Last week, Meg posted about pumpkin, and what goes better with a little orange gourd than sage?Sage grows in my garden, though I don't necessarily grow it, and fall finds me harvesting the plant and hanging it to dry in the back hallway.
Common Sage (Salvia officinalis) has a long history and many uses.
Sage, in French, is recorded as meaning wise, or of profound wisdom, and Salvia is from the Latin meaning save, or health.
Being a lover of tongues, I was pleased to read this in the 1970 edition of Helen Morgenthau Fox’s Gardening with Herbs for Flavor and Fragrance: “Ibn Baither says the Greek name for the plant means camel’s tongue, and the oval leaves terminating in a point, with their glandular uneven surface covered with a fine network, do resemble the tongue of some animal.”
If you wet a fresh sage leaf, and caress it across your neck, you will easily be convinced that your flesh is being licked - seriously, try it.
Sage is said to prolong life, strengthen the memory, and prosper in the garden of a domineering wife.
If you live in Omaha, are a friend of mine, and mention you have a sore throat, it is likely you’ve then received a bit of fresh sage from me with directions on how to make a medicinal tea from it. My trusty Country Doctor’s Book of Folk Remedies & Healing Wisdom explains that sage is “. . . a strong astringent, and it also contains anti-inflammatory and antimicrobial aromatic oils. . . .It is a common remedy for sore throat in the professional medical herbalism of Europe and North America.
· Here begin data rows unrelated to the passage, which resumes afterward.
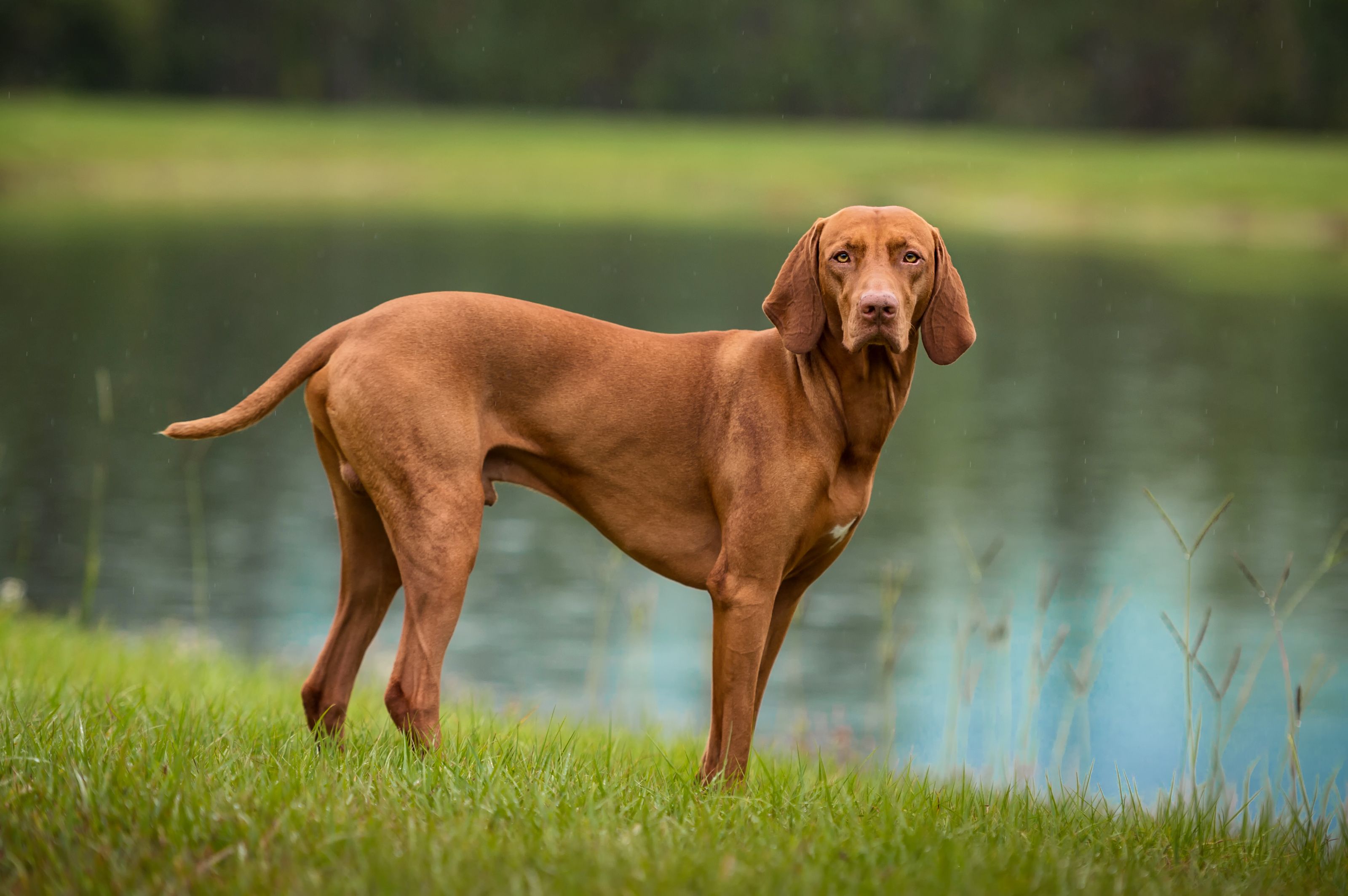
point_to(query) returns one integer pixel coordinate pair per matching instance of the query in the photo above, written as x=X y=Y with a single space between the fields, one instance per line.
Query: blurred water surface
x=1094 y=375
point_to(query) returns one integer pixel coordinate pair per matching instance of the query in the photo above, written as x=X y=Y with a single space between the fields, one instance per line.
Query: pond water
x=1097 y=374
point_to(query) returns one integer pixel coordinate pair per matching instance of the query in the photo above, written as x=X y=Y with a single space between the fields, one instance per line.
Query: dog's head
x=871 y=277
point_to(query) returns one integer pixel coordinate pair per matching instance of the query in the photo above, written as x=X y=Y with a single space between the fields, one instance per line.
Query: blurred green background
x=1147 y=203
x=1060 y=62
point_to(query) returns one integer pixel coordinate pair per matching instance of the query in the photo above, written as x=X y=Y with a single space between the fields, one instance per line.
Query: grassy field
x=153 y=766
x=61 y=157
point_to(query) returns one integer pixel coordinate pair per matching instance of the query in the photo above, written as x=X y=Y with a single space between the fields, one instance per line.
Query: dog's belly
x=677 y=539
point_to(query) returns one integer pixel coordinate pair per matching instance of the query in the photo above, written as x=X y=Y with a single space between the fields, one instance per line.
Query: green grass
x=153 y=766
x=79 y=155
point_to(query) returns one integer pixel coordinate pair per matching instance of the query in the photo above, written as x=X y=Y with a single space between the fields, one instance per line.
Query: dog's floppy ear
x=796 y=304
x=947 y=327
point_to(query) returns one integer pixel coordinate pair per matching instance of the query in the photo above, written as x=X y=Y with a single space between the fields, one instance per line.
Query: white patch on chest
x=839 y=533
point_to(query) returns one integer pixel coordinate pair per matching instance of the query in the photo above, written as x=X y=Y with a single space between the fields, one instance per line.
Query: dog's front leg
x=742 y=613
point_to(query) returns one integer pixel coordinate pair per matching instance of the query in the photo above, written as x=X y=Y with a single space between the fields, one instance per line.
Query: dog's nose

It is an approved medicine for sore throats in Germany.”
The Country Doctor recommends placing 1 tablespoon of sage leaf in a cup, filling it with boiling water, and letting it stand until reaching room temperature and then gargling with 1/4 cup dose three to four times a day.
You can also dice up the sage leaf and steep it – covered – for at least five minutes and then drink it as a tea. A variety of preparations for medicinal sage teas and tinctures abound, so research it for yourself, and don’t drink sage tea if pregnant.
Poetry of Sage:
Fox, in her description of sage flowers, poeticizes the sensuality of the bloom:
Two strongly marked white spots on the lower lip are surrounded by a dark lavender patch. The style is whitish; the stigma two-parted at the tip, blue-purple, and curves out from the hooded upper lip; and the four stamens are whitish with golden anthers; the four sepals are brownish, pointed, ribbed, and hairy.
As Meg continues to create new muffin flavors, it may not be long before we have a savory pumpkin muffin with a fried sage crumble topping!